Carmen Yuen ’05 Redesigns Food, Fashion
Carmen Yuen ’05’s interest in fashion is hereditary. Yuen, who is professionally known as La Carmina, comes from a long line of Hong Kong clothing-makers, and though her family immigrated to Canada before she was born, she remembers growing up with an awareness of the artistry that goes into creating a wardrobe. The idea that this designer’s love of fashion is rooted in tradition might seem strange to some of her fans, since “traditional” is not a word that most people would apply to the bold colors and Victorian cuts that make up Yuen’s clothing line.
Yuen’s Web site and blog, www.lacarmina.com, describes her clothing as “seasonless outerwear for modern Marie Antoinettes.” The designer explains that her style represents an eclectic mix of Victorian, Rococo and Tokyo street fashions. Yuen’s line also is geared toward consumers with an interest in “Gothic Lolita,” a fashion movement based around youthful clothing with a dark, punk edge — developed in Japan during the 1970s — that is now increasingly popular in the United States.
“I’ve always been a person who identifies strongly with subcultures,” says Yuen. “I think that, when they hear the word ‘fashion,’ a lot of people just imagine Chanel going down the runway, but there are so many other possibilities. My work helps expose people to some of those alternative styles.”
Yuen’s ambitions go beyond creating a niche for herself in the fashion industry. In addition to her role as a designer, she is a published author, illustrator and photographer. Her first release, The Cosmos in a Carrot: A Zen Guide to Eating Well, was published by Parallax Press in October 2006, while the author was a student at Yale Law. The book fuses nutritional information and health advice with Buddhist notions of balance and moderation.
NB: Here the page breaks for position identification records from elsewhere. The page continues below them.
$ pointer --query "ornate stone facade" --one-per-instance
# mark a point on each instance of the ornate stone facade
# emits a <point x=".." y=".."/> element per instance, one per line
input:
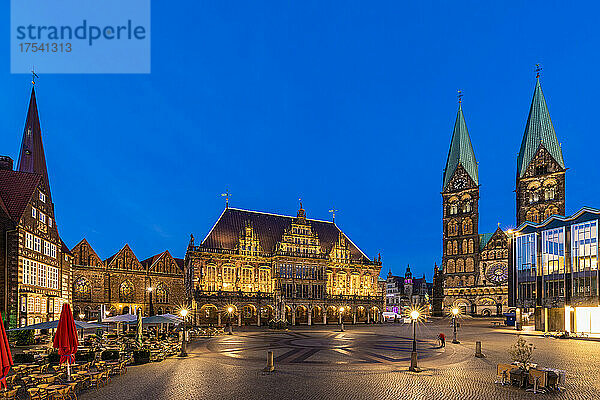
<point x="253" y="267"/>
<point x="123" y="284"/>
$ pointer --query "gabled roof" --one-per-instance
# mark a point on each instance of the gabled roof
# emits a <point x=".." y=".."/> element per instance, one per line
<point x="461" y="151"/>
<point x="16" y="190"/>
<point x="270" y="228"/>
<point x="484" y="238"/>
<point x="538" y="131"/>
<point x="31" y="157"/>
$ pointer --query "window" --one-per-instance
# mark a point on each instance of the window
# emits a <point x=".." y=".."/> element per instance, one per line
<point x="584" y="245"/>
<point x="82" y="289"/>
<point x="126" y="292"/>
<point x="37" y="244"/>
<point x="526" y="254"/>
<point x="162" y="293"/>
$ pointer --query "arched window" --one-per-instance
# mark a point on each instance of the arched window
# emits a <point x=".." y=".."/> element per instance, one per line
<point x="467" y="226"/>
<point x="533" y="216"/>
<point x="452" y="228"/>
<point x="460" y="265"/>
<point x="470" y="265"/>
<point x="162" y="293"/>
<point x="126" y="292"/>
<point x="82" y="289"/>
<point x="450" y="267"/>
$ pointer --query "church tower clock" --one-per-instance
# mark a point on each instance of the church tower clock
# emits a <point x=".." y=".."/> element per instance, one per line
<point x="460" y="201"/>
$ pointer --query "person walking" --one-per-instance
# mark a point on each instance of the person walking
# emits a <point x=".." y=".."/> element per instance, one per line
<point x="442" y="339"/>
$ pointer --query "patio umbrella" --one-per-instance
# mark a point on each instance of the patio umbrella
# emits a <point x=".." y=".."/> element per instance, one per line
<point x="5" y="356"/>
<point x="65" y="339"/>
<point x="139" y="330"/>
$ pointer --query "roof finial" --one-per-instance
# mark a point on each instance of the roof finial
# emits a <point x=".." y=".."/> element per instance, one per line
<point x="33" y="75"/>
<point x="333" y="211"/>
<point x="227" y="195"/>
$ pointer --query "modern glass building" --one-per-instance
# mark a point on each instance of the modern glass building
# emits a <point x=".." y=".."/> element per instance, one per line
<point x="554" y="273"/>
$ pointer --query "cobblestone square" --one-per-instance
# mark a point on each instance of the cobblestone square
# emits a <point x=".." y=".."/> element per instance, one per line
<point x="363" y="362"/>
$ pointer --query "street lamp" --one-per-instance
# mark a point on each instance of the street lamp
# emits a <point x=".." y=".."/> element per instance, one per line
<point x="455" y="312"/>
<point x="183" y="314"/>
<point x="414" y="316"/>
<point x="229" y="313"/>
Building on the success of that initial work, Yuen has signed contracts to write two new books about food and culinary culture. Crazy, Wacky Theme Restaurants is an exploration of Tokyo’s most outrageous eating experiences, from dining rooms that look like dungeons to waiters dressed as ninjas and monsters. The book is scheduled to be released by Mark Batty Publisher this July.
Yuen’s latest project is titled Cute Yummy Time and will be published by Perigree/Penguin Group USA in November. This third book will give readers ideas for creating artistic images out of common foods. The trend of “cooking cute” already is popular in Japan, and Yuen has striven to make the technique more accessible to American readers by creating aesthetically appealing dishes that appeal to Western palettes; examples of the author’s ingenuity include boiled eggs crafted to look like hatching chicks and cheese balls fashioned into edible blowfish. In addition to creating novel recipes, Yuen photographs and illustrates all of her work.
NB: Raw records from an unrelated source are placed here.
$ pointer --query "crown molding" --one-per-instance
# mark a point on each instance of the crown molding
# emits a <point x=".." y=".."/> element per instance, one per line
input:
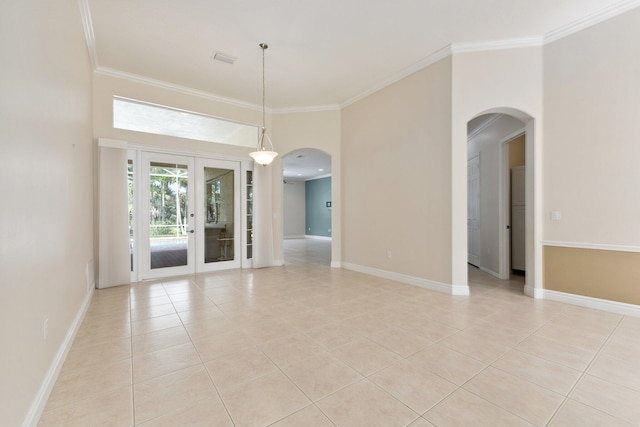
<point x="590" y="20"/>
<point x="308" y="109"/>
<point x="497" y="45"/>
<point x="455" y="48"/>
<point x="89" y="35"/>
<point x="423" y="63"/>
When asked about the diversity of the projects she has undertaken, Yuen attributes much of her success to the availability of digital cameras and online media outlets, which she believes have made it possible for ordinary individuals to enter fields that once required financial clout and professional connections. “New technologies have really democratized the whole artistic process,” Yuen says. “Before I started out, I wouldn’t have imagined that I’d be able to do what I’ve done without expensive equipment, special lighting and an army of assistants.”
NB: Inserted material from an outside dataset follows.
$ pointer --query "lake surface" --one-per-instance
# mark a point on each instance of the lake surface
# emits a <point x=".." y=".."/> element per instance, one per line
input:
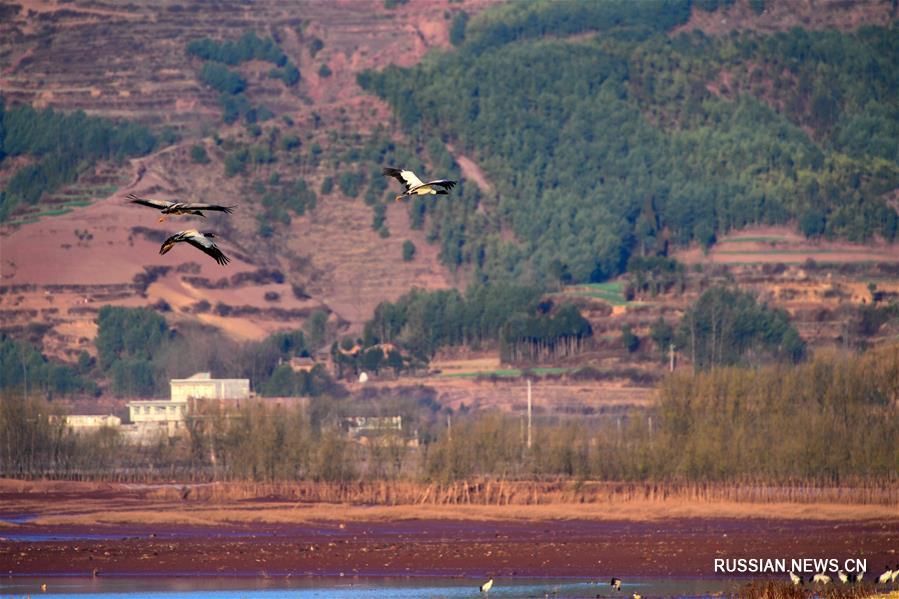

Yuen, who graduated from the College in three years with a major in political science, was exposed to a broad range of experimental fashions while in New York, and that has since informed her own work. It was while interning for a film producer in the city during her final year at the College that Yuen got the idea to become an author; her boss asked her to write a manuscript proposal for a book he wanted to get published, and Yuen decided to try her hand at writing one of her own.
Asked about her favorite Columbia courses, Yuen describes Asian Humanities classes with the John Mitchell Mason Professor Emeritus, Provost Emeritus and Special Service Professor in East Asian Language and Culture Wm. Theodore de Bary ’41. “He really made Asian culture come to life,” she recalls, adding that De Bary’s perspective on Japanese customs has influenced the way she thinks about Tokyo’s foods and fashions.
Yuen describes her decision to apply to Columbia as something of a fluke; a Vancouver native, she knew little about American schools during her college application process, but a short visit to Morningside Heights left her feeling enthusiastic about Columbia. “When I saw the campus, I just thought, ‘This is the place for me.’ I didn’t get that same feeling from any other school,” Yuen says.
After leaving Columbia, she studied entertainment law at Yale, earning her degree in 2008. The experience of law school, however, made Yuen rethink her desire to become a lawyer. Instead, spurred by the success of her first book and her already-popular blog, she decided to channel her legal savvy into other professional endeavors.
Yuen shows little surprise as she reflects on her journey from Columbia to Yale to book publishing and the fashion industry. “I like to give things a go,” she explains. “Some things work out that you never expected.”